How often do you see someone do something, write something, make something, be something, and think, I could have done that better, myself? How many big ideas are whirling in your mind at any point in time? How often do you tell yourself that tomorrow you’ll start your new business, put up your new blog, post your first song to YouTube, pitch your new product to a potential big client, begin training for your first marathon?
What keeps you on this side of the fence? The side where nothing big happens – no big wins, no big shame? Fear.
Fear is the oppressive, pitiless ruler on the safe side of the fence.
In James Altucher’s newsletter, Just One Thing to Do, he sings out loud the recurring lyrics and melody that play in my head, and the heads of so many other self-starters who’ve felt paralyzed:
You can only make a difference in your life when you stand out. When you aren’t afraid to go beyond the fringe.
This is the place where both fools and geniuses live. I never know which one I will be every time I go there. But I hope I never forget the maze of pathways to get there.
Fear keeps us stuck. It binds us to mediocrity and invisibility. It creates upper limits more confining than any a market or industry can produce. It destines us to be critics rather than players.
And what are we afraid of?
We’re afraid of judgment.
The late, great Debbie Ford taught me something about judgment that changed me. It’s not the judgment of others that we so intensely fear. For no one could ever judge us as harshly as we judge ourselves. We refuse to sing our songs, we decline to interject our opinions into the “big conversation” because we deem ourselves fools and failures.
We sit in the dark to avoid seeing ourselves in the light. We’re afraid we’ll be right about the chips, cracks and faults we suspect in ourselves.
Are you afraid of yourself?
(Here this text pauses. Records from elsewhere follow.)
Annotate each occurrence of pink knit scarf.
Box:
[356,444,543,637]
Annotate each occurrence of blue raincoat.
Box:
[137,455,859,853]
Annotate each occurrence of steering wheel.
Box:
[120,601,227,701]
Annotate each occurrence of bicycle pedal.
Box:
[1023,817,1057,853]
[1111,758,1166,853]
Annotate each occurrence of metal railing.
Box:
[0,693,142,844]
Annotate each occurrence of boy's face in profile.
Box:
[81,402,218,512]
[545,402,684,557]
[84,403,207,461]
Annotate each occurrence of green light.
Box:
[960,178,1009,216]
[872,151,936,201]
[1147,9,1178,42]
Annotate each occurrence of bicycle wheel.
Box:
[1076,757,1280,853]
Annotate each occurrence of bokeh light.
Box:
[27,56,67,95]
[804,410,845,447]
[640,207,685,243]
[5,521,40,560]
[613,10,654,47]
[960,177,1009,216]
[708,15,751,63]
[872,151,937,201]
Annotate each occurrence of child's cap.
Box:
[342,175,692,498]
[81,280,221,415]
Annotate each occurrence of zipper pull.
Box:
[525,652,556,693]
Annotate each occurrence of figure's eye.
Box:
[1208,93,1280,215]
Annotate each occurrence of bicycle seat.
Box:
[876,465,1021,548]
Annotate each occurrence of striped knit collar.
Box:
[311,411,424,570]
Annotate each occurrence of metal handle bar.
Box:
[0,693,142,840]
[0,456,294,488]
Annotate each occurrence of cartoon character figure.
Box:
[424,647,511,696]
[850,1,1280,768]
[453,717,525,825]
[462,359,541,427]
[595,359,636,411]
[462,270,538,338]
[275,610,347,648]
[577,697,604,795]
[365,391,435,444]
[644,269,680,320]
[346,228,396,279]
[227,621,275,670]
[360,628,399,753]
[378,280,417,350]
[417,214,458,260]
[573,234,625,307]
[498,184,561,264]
I challenge you to turn the tables on your own judgment by asking yourself this question:
How will I judge myself if I continue to do nothing?
The battle against fear isn’t won through giant advances. Most of us don’t possess the internal resources for those kinds of campaigns. To win this war, we must employ a strategy of small steps. The single, simple weapon that cripples fear is action. The smallest step in a forward direction begets the next step, and then the next. And before we know it, we’re running. And beautifully, instead of running away from something, we’re running toward something.
At some point, we will have run so far that it’s pointless to turn back.
Here’s a priceless little secret. You don’t have to fix yourself first. You don’t have to improve, expand, become, or correct before you take the first step.
It’s true that you won’t know whether you’re walking the path of a genius or taking a fool’s journey. None of us know until we get there. But even the smallest bit of travel broadens the mind and the horizons. And as you make your way, you’ll come across little gems that allow you to keep putting one foot in front of the other: resilience, stamina, courage, resolve.
You don’t need to fix yourself first, because there’s nothing wrong with you – aside from the fact that you believe you’re not enough.
So ask yourself the question: How will I judge myself if I continue to do nothing?
And then today, just as you are, take the first step. I’ll be walking with you.